I do not regret that AI images had a place in my early learning. I never lied about what I was doing, never tried to profit off any of it (just trying to get attention on a couple of novellas, which are 100000000% my own creation). It was a stepping stone.
It kept me motivated to keep going, back when I was still struggling so hard to make images I was proud of. It did the heavy lifting on some things like composition, color theory, etc, while I honed my skills.
I moved passed it. And I have no interest in going back. It would have held me back if I had kept using AI images. A good artist has to try and fail over and over in order to improve. It was true of my writing (Jesus Christ you should see some of the schlock I wrote as a teen!), and it was true of my drawing. I am still learning, still getting better, still honing my style. If I had continued letting AI do that work for me, my learning would have stopped right there.

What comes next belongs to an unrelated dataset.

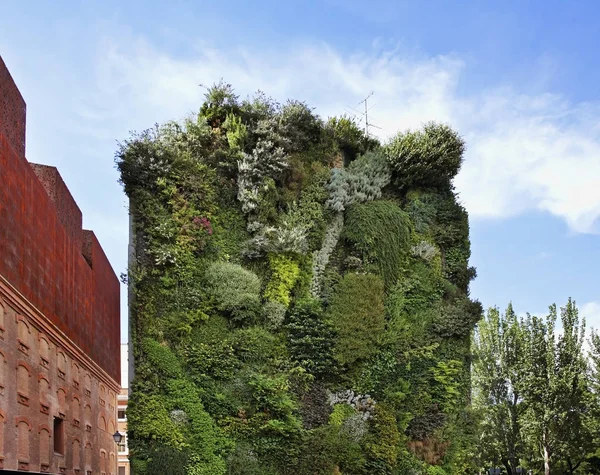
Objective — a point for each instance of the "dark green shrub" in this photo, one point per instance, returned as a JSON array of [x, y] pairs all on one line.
[[427, 158], [357, 313], [235, 290], [310, 338], [380, 230]]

Plus, I do not want to be the kind of person who uses an ungoverned, unethical, kind of shitty tool to make my art. If I am going to make art, then I AM GOING TO MAKE ART. That’s all there is to it.
While I continue to learn, I still use other, more useful tools to do some of the heavy lifting. I use blank, posable artist models (my favorite is justsketch.me), Daz Studio, and purchased stock photos. I use these to help me get starting sketches, to use as references, and sometimes to directly paint over/edit in Procreate. You can read more about my processes here.
Conclusion
What matters is three very specific things:
1. I am being honest about the fact that generative AI was a short stepping stone in the early part of my efforts to learn how to draw.
2. I learned that generative AI is unethical, unhelpful, and goes against the artist brand I want to create. I am proud of myself for listening, thinking critically, adjusting, and bettering myself.
3. The two ways I learned the above were via a helpful, calm, fact-based discussion with another creative online (and the mean people didn’t do anything to help their cause, aside from making me feel like shit). The other way was by a natural progression of my own artistic skills, which proved I could create better art than AI could anyway.
This is the whole, unedited truth on the matter. For myself, anyway. All I can do is be honest.
NOTE: If you would like to have a constructive discussion about generative AI, I’m all for it. Reach out to me. But any mean or hateful comments will be ignored and deleted. I am a giant ball of anxiety in size 12 shoes. There is no room in here for more shit feelings.